Matrix overloaded

Wer bisher dachte, ein Pädagogikstudium habe gegenüber solchen Fächern wie zum Beispiel Psychologie den Vorteil, dass man nicht mindestens zwei Semester im Labyrinth der Wahrscheinlichkeitsrechnung und Inferenzstatistik umherirren muß, der sei an dieser Stelle eines Besseren belehrt. Das war vielleicht einmal – damals, als man auch noch ausschließlich Dienstags studieren konnte und trotzdem nach 14 Semestern ein Diplom hatte. Die Sozialpädagogin von heute befasst sich ausgiebig mit empirischer Datenanalyse in der Sozialforschung. Nach der ersten Vorlesung ist klar: Da müssen wir ein richtiges Fass aufmachen. In dem modert so allerhand vor sich hin: Verschwommende Erinnerungen an K- und N-Tupel, Xe von irgendwas und kryptische Integrale, die alle möglichen göttlichen Aussagen im Gepäck hatten. Allem voran jedoch kommt das tiefe Wissen darüber wieder hoch, dass man das weder verstehen kann, noch will. Ich kann diese Erkenntnis spüren – in jeder Zelle meines Körpers sitzt ein wildentschlossenes und bis an die Zähne bewaffnetes NEIN! Und ich weiß, dass NEINs von dieser Qualität das Potential haben, meinen ganzen Studienplan in die Luft zu jagen.

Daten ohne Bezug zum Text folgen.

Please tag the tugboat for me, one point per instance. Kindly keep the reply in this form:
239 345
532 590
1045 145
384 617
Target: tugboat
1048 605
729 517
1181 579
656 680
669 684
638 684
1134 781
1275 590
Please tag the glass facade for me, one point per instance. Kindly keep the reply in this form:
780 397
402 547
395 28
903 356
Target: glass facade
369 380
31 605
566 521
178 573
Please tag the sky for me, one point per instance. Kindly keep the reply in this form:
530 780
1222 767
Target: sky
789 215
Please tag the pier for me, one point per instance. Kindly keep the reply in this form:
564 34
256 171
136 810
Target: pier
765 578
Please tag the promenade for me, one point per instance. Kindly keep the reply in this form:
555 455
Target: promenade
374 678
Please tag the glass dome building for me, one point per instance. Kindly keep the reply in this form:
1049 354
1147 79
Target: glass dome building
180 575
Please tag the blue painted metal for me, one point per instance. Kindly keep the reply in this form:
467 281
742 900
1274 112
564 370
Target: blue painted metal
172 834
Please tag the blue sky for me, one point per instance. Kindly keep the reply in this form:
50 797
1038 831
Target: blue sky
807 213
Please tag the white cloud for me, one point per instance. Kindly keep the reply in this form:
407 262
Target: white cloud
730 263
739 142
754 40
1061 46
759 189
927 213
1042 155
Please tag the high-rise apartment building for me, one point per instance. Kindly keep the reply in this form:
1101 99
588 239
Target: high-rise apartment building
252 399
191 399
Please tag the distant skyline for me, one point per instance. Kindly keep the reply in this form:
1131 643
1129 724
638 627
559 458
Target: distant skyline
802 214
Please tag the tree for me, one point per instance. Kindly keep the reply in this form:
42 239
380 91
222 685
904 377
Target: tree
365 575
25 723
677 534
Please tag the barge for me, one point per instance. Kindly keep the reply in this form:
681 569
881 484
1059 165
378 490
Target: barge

Hilfe kommt aus dem Fernsehen                                                                                Nach mehreren verzweifelten Stunden, in denen ich mich marodierend durch mein SPSS analysiert habe, möchte ich Bologna abfackeln, mich so sinnlos betrinken wie schon lange nicht mehr oder für die nächsten 20 Jahre meditierend in irgendeiner gottverlassenen Höhle festwachsen. Da kommt mir, wie schon so oft, mein Agent zu Hilfe .Dieser äußerst kreative und entschlossene Teil meiner Persönlichkeit sagt: Du bist keine Studentin, die irgendeinen weiteren dämlichen Datenfriedhof produzieren soll – Du hast wieder eine Mission! Endlich! Nach einem weiteren Blick auf meine Formel- und Zahlenwüste wird alles klar. Zion wäre verloren ohne mich. Wer, wenn nicht ich sollte die Widerstandskämpfer in die Matrix einschleusen, über sie wachen und dafür sorgen, dass sie einen Ausgang finden, wo sie einen brauchen? Ich bin der Operator und einer der wenigen, die den Code dieser fucking Matrix überhaupt verstehen können.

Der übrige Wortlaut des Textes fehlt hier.